An electronic signature is the encryption of a file using public and private keys. That is, a message encrypted with the private key is attached to the source file, and the digital signature is verified by means of public key. If the hash function of both documents matches, the recipient's file is recognized as authentic, and the sender's signature is recognized as correct.

Hashing, as we noted above, is not directly a component of the EDS, however, it allows you to very effectively optimize the algorithms for using electronic signature. So, only the hash can be encrypted, not the document itself. As a result, the speed of file processing increases significantly, and at the same time it becomes possible to provide more effective EDS protection mechanisms, since the emphasis in computing operations in this case will be placed not on processing the initial data, but on ensuring the cryptographic strength of the signature. The hash function also makes it possible to sign a variety of data types, not just text.

Password Checker

Another possible area of ​​application of hashing is the organization of password verification algorithms established to differentiate access to certain file resources. How can certain types of hash functions be involved in solving such problems? Very simple.

The fact is that on most servers, access to which is subject to differentiation, passwords are stored in the form of hashed values. This is quite logical - if the passwords were presented in their original text form, hackers who gained access to them could easily read the secret data. In turn, based on the hash, it is not easy to calculate the password.
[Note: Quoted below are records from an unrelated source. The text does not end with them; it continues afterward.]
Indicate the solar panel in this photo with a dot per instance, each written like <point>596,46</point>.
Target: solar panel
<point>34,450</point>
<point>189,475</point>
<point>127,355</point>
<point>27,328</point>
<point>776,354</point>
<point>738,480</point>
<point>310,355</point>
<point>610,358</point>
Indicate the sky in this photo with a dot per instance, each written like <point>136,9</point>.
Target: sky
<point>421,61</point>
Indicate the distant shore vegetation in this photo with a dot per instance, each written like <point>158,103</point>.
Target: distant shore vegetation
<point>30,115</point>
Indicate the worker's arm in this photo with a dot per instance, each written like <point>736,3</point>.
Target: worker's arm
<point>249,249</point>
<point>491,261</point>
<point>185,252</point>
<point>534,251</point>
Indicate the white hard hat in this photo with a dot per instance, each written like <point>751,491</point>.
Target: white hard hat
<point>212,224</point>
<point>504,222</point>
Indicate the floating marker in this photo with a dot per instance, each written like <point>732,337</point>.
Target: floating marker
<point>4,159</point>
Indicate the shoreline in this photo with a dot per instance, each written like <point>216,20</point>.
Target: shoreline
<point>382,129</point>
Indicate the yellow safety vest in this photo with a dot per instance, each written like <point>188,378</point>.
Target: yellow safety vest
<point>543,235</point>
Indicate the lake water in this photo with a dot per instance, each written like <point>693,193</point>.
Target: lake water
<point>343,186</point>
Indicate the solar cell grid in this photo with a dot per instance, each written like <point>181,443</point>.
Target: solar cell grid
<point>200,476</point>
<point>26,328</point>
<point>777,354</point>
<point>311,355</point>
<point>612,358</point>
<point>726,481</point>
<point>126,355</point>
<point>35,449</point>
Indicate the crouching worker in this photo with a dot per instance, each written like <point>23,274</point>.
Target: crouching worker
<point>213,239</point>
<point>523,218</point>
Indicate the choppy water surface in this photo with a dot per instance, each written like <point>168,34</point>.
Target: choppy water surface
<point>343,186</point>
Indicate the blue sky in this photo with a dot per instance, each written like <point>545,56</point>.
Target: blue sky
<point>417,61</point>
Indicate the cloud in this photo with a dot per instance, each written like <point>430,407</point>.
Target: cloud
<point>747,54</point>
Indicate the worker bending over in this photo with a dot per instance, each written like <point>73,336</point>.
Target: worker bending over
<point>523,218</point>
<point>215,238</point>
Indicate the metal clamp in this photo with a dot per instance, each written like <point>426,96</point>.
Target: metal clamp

How is user access checked when the algorithms under consideration are used? The password entered by the user is checked against what is fixed in a hash function that is stored on the server. If the values ​​of the text blocks match, the user gets the necessary access to resources.

The simplest hash function can be used as a password checking tool. But in practice, IT professionals most often use complex multi-stage cryptographic algorithms. Typically, they are supplemented by the use of secure-channel communication standards so that hackers cannot detect or figure out the password transmitted from the user's computer to the servers before it is verified against the hashed text blocks.

Hash function collisions

In the theory of hash functions, such a phenomenon as a collision is provided. What is its essence? A hash collision is a situation in which two different files have the same hash code. This is possible if the length of the target character sequence is small. In this case, the probability of a hash match will be higher.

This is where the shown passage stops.